The combination of encorafenib, binimetinib, and nivolumab demonstrated superior progression-free survival compared to standard immunotherapy in patients with BRAF V600-mutant melanoma brain metastases, according to results from the phase 2 SWOG S2000 trial presented at the 2025 ASCO Annual Meeting.
The study showed that patients treated with the triplet combination (n = 16) achieved a median progression-free survival of 6.2 months (95% CI, 3-14.4) compared with 1.5 months (95% CI, 0.7-1.7) for those receiving nivolumab plus ipilimumab (n = 15; HR, 0.47; 1-sided 90% CI, 0-0.82; P = .04). The 6-month PFS rates were 54% (95% CI, 27%-75%) and 20% (95% CI, 5%-42%), respectively.
Significant Intracranial Activity
The triplet regimen demonstrated particularly impressive intracranial activity, with a median intracranial PFS of 8.7 months (95% CI, 3-19.4) compared to 1.5 months (95% CI, 0.7-1.7) in the doublet arm (HR, 0.39; 1-sided 90% CI, 0-0.68; P = .01).
Intracranial response rates were substantially higher with the triplet therapy at 75% (95% CI, 54%-96%) versus 13% (95% CI, 0%-31%) with nivolumab plus ipilimumab. One patient in each arm achieved an intracranial complete response, while all other responses were partial in both groups.
"In this still difficult-to-treat patient population, a triplet regimen may be therapeutically useful but is still in need of further study," said lead study author Zeynep Eroglu, MD, of Moffitt Cancer Center in Tampa, Florida.
Study Design and Patient Population
SWOG S2000 enrolled patients at least 18 years of age with melanoma brain metastases of at least 0.5 cm who had symptomatic disease, defined as neurological symptoms and/or the need for steroids. All patients harbored BRAF V600 mutations and were treatment-naive in the metastatic setting.

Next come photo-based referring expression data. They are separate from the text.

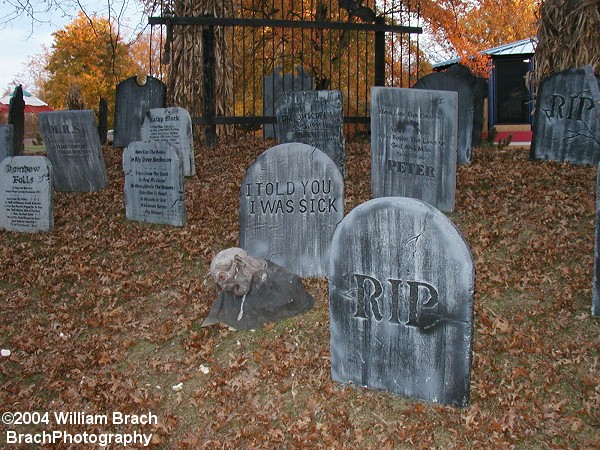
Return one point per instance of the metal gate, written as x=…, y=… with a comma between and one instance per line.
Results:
x=225, y=58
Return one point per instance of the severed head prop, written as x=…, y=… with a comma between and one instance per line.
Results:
x=232, y=270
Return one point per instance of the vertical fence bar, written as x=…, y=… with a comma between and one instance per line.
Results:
x=209, y=69
x=379, y=54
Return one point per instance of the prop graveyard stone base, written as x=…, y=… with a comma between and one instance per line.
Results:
x=272, y=294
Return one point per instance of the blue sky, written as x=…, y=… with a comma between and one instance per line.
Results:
x=19, y=39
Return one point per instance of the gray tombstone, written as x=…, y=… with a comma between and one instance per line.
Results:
x=566, y=126
x=132, y=100
x=291, y=199
x=596, y=280
x=479, y=87
x=26, y=194
x=6, y=141
x=440, y=81
x=401, y=281
x=274, y=86
x=413, y=145
x=173, y=125
x=154, y=183
x=73, y=147
x=315, y=118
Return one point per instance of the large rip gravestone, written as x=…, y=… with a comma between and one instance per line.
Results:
x=154, y=183
x=26, y=194
x=596, y=280
x=132, y=100
x=566, y=126
x=413, y=145
x=73, y=146
x=440, y=81
x=315, y=118
x=6, y=141
x=173, y=125
x=291, y=200
x=274, y=86
x=401, y=281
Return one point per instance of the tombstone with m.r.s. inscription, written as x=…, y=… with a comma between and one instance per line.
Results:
x=401, y=281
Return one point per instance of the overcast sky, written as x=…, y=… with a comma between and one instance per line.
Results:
x=19, y=39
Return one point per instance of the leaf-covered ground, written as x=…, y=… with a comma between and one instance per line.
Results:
x=102, y=314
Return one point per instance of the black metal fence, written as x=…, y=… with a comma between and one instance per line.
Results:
x=228, y=60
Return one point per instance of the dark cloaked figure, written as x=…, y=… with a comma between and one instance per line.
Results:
x=254, y=292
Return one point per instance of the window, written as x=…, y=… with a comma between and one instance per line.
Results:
x=512, y=105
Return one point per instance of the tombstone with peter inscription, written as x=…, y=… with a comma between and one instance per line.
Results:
x=566, y=127
x=401, y=280
x=74, y=149
x=26, y=194
x=291, y=200
x=154, y=183
x=441, y=81
x=315, y=118
x=6, y=141
x=274, y=86
x=413, y=145
x=173, y=125
x=132, y=99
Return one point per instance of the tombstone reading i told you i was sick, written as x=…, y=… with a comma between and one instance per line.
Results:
x=154, y=189
x=315, y=118
x=132, y=100
x=566, y=127
x=26, y=194
x=73, y=147
x=291, y=200
x=413, y=145
x=173, y=125
x=401, y=281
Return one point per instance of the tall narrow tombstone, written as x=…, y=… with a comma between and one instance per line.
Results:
x=596, y=280
x=102, y=120
x=413, y=145
x=274, y=86
x=440, y=81
x=315, y=118
x=173, y=125
x=401, y=281
x=132, y=100
x=479, y=88
x=26, y=194
x=16, y=117
x=73, y=147
x=566, y=127
x=154, y=184
x=6, y=141
x=291, y=200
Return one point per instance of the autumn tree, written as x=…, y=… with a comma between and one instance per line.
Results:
x=466, y=27
x=568, y=36
x=87, y=54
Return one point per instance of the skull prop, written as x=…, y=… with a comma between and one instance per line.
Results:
x=232, y=270
x=254, y=291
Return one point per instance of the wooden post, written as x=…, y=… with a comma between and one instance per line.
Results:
x=209, y=68
x=379, y=53
x=16, y=117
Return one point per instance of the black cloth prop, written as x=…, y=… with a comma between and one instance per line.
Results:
x=274, y=295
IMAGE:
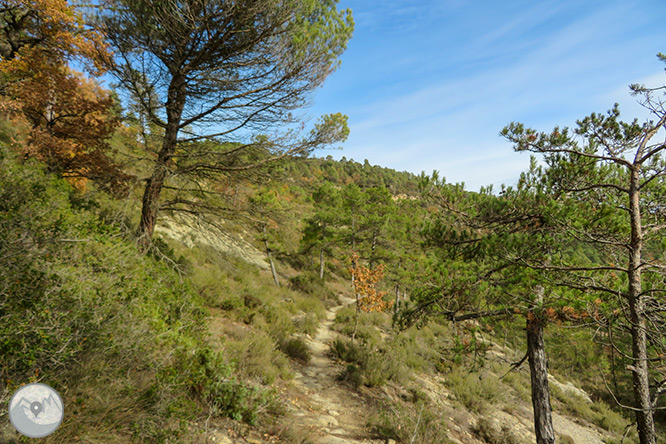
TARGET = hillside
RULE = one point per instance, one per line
(178, 264)
(162, 347)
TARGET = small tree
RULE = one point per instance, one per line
(320, 231)
(368, 296)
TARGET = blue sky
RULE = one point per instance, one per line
(429, 84)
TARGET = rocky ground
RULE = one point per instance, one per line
(330, 412)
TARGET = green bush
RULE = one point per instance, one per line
(297, 349)
(475, 391)
(488, 432)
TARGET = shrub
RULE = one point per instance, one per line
(296, 349)
(475, 391)
(487, 431)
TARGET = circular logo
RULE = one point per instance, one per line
(36, 410)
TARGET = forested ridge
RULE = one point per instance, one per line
(178, 257)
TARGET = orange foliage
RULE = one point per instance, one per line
(52, 26)
(365, 286)
(70, 117)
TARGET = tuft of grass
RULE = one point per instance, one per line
(475, 391)
(598, 413)
(486, 429)
(297, 349)
(417, 423)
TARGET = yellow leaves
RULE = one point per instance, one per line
(365, 285)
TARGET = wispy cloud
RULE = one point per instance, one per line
(442, 104)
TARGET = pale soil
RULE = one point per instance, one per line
(328, 411)
(335, 414)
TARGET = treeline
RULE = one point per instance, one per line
(312, 171)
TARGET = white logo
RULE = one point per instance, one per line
(36, 410)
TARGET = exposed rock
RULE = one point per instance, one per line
(189, 232)
(569, 388)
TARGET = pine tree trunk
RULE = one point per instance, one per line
(151, 195)
(639, 370)
(270, 258)
(536, 354)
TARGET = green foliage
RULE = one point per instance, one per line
(475, 391)
(415, 423)
(297, 349)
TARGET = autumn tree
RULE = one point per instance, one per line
(368, 296)
(70, 118)
(223, 71)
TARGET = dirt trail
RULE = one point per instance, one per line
(336, 415)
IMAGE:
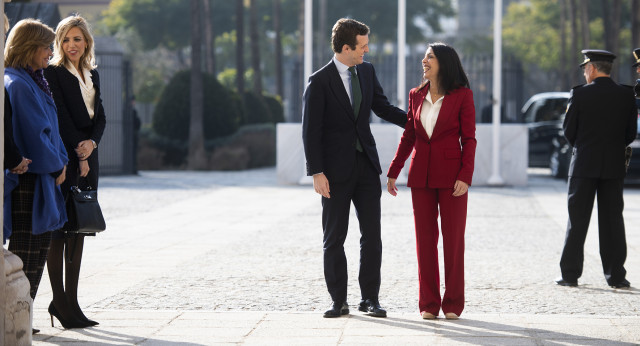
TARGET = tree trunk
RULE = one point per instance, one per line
(209, 39)
(240, 47)
(277, 27)
(584, 21)
(255, 48)
(573, 56)
(564, 85)
(611, 16)
(321, 34)
(635, 24)
(196, 159)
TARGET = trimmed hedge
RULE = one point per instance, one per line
(172, 113)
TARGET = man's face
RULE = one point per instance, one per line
(356, 56)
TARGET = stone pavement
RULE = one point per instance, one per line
(199, 258)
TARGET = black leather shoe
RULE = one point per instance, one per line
(562, 282)
(337, 310)
(372, 307)
(622, 284)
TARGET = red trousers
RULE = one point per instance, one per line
(453, 212)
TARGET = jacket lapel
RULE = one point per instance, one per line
(364, 85)
(422, 94)
(339, 91)
(448, 104)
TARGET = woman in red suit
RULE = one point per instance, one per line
(441, 127)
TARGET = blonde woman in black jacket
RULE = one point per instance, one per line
(75, 86)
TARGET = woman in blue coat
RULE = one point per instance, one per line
(33, 202)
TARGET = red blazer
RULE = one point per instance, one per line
(449, 154)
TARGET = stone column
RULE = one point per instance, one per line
(18, 302)
(2, 275)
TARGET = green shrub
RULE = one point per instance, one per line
(256, 110)
(172, 113)
(275, 106)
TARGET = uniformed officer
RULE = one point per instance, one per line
(600, 123)
(636, 58)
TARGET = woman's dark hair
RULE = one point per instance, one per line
(451, 74)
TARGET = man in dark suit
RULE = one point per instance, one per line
(600, 123)
(343, 160)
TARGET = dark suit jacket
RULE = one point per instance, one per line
(449, 154)
(601, 121)
(12, 156)
(329, 127)
(73, 117)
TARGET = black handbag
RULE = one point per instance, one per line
(83, 211)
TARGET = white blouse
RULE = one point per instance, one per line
(86, 88)
(429, 113)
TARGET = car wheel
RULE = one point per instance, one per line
(558, 164)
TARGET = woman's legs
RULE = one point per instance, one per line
(453, 212)
(32, 249)
(73, 261)
(425, 212)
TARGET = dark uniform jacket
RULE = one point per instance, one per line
(601, 122)
(329, 127)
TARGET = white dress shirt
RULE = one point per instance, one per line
(345, 75)
(429, 113)
(86, 88)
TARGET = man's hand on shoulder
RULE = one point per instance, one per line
(321, 185)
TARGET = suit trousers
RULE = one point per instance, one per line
(363, 188)
(613, 246)
(453, 212)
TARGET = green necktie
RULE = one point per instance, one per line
(356, 95)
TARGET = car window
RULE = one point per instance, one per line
(548, 109)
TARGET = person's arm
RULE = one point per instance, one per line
(405, 147)
(70, 135)
(34, 132)
(467, 137)
(312, 125)
(632, 123)
(383, 108)
(99, 114)
(12, 156)
(570, 124)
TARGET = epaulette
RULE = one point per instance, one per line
(577, 86)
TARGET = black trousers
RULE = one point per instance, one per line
(364, 190)
(613, 246)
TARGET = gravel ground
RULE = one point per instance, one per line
(238, 241)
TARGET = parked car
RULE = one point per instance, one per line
(544, 113)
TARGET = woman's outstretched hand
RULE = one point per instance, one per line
(460, 188)
(391, 187)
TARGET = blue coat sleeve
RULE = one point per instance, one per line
(35, 131)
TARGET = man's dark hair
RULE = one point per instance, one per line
(451, 75)
(602, 66)
(345, 31)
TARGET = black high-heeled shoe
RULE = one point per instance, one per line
(66, 324)
(84, 319)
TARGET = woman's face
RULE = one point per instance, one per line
(74, 45)
(41, 58)
(430, 66)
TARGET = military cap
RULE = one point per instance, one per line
(591, 55)
(636, 57)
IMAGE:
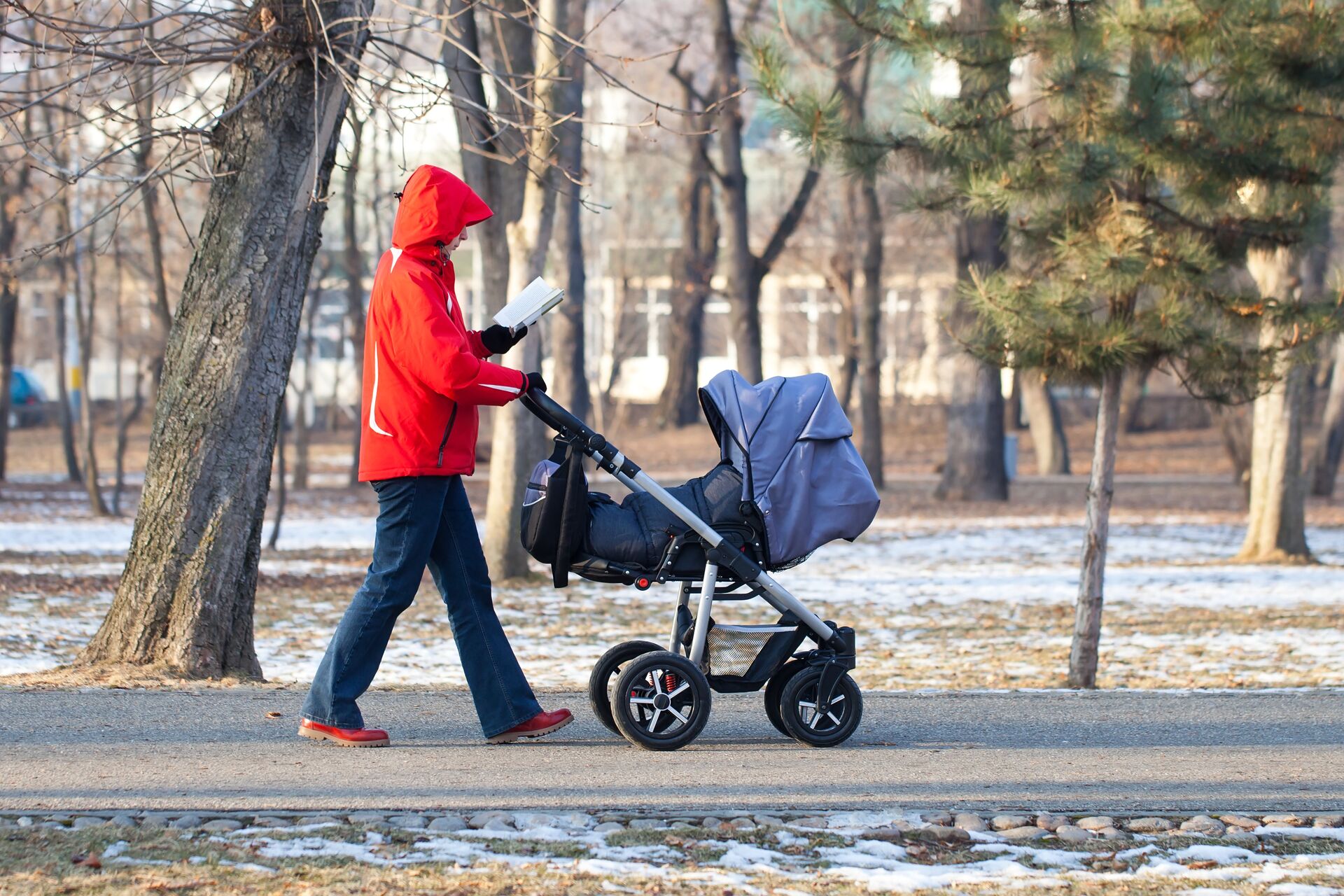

Patients were randomly assigned to receive either encorafenib at 450 mg once daily plus binimetinib at 45 mg twice daily and nivolumab at 480 mg every 4 weeks, or nivolumab at 480 mg every 4 weeks plus ipilimumab at 1 mg/kg every 3 weeks for 4 cycles. Treatment continued for up to 2 years or until disease progression or unacceptable toxicity.
The median age was 66.9 years in the triplet arm and 60.8 years in the doublet arm. Most patients were male (63% vs 80%) and White (94% vs 80%), with the majority harboring BRAF V600E mutations (56% vs 87%). Corticosteroid use was reported in 38% and 47% of patients, respectively.
Overall Response and Safety Profile
Among evaluable patients, the overall response rate was 67% (95% CI, 43%-91%) in the triplet arm (n = 15) compared to 14% (95% CI, 0%-33%) in the control arm (n = 14). Progressive disease occurred in 13% of triplet-treated patients versus 79% in the control group.
Grade 3/4 treatment-related adverse events occurred in 69% of patients receiving the triplet versus 75% of those on the doublet regimen. Treatment discontinuation due to adverse events was reported in 19% and 32% of patients, respectively, while dose modifications were required in 75% and 32% of patients.
Clinical Implications
The 18-month overall survival rates were similar between groups at 36% (95% CI, 13%-60%) for the triplet and 37% (95% CI, 12%-62%) for the doublet (HR, 1.21; 95% CI, 0.49-2.98; P = .66).
Eroglu noted that the trial faced challenges in enrolling highly symptomatic patients and was not designed to compare the triplet with sequential targeted therapy and immunotherapy approaches. She emphasized that more research and improved guidelines are needed for optimal treatment of this patient population, who have historically had poor outcomes with immunotherapy.
As the first randomized study in this challenging clinical setting, SWOG S2000 provides important evidence that triplet regimens incorporating BRAF/MEK inhibitors with immunotherapy warrant further investigation in patients with symptomatic melanoma brain metastases.